Workplace Image SQUER

Architecting for Scale

Description

David Leitner von SQUER spricht in seinem TechTalk über die auftretenden Challenges – technologisch und organisatorisch – wenn ein System skaliert und wie damit umgegangen werden kann.

By playing the video, you agree to data transfer to YouTube and acknowledge the privacy policy.

Video Summary

Architecting for Scale by David Leitner explains that modularization and distribution are separate axes and that microservices should be driven primarily by organizational autonomy and ownership, not as a fix for poor modularity. He shows how to design self-sufficient subsystems and vertically sliced teams (e.g., splitting payments into credit card vs.
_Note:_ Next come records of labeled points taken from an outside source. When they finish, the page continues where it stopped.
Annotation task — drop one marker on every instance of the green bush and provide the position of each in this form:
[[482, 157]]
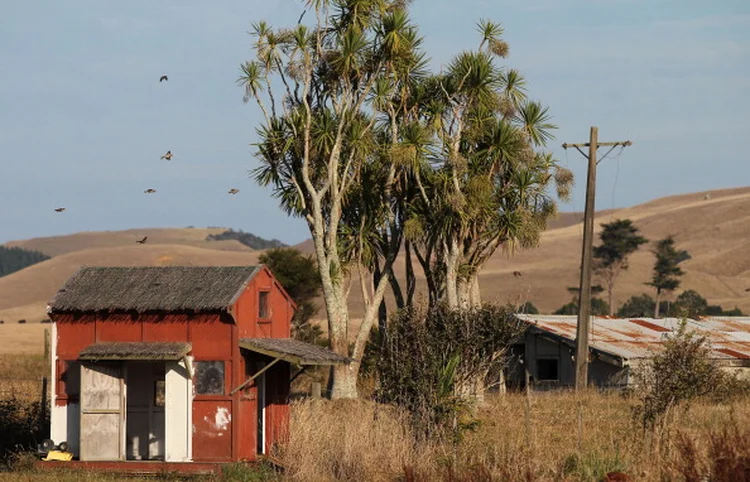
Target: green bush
[[431, 358], [683, 372], [22, 426]]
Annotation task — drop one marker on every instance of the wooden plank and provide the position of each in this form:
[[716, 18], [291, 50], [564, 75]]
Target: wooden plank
[[101, 416]]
SEPA) that build and run their services, using event-driven streams, caching, circuit breakers, load balancers, deliberate chaos/game days, and agreed availability “nines” with platform and dependent teams. Viewers will learn to avoid a distributed monolith, architect around end-to-end responsibilities, and plan for external failure to keep lead time low as teams and systems grow.

Architecting for Scale: Designing Self‑Sufficient Subsystems and Autonomous Teams — Insights from “Architecting for Scale” by David Leitner (SQUER)

Why this session mattered

We at DevJobs.at joined “Architecting for Scale” in Linz to hear David Leitner (SQUER) lay out a crisp, experience‑based blueprint for scaling software delivery. Leitner, SQUER’s Chief Technology and a self‑described “coding architect,” works hands‑on with teams: clarifying architectural constraints, shaping vision with stakeholders, and helping implement it. His core message: quality must exist from architecture down to design and implementation — and sustainable scale is a socio‑technical outcome, not just a technical one.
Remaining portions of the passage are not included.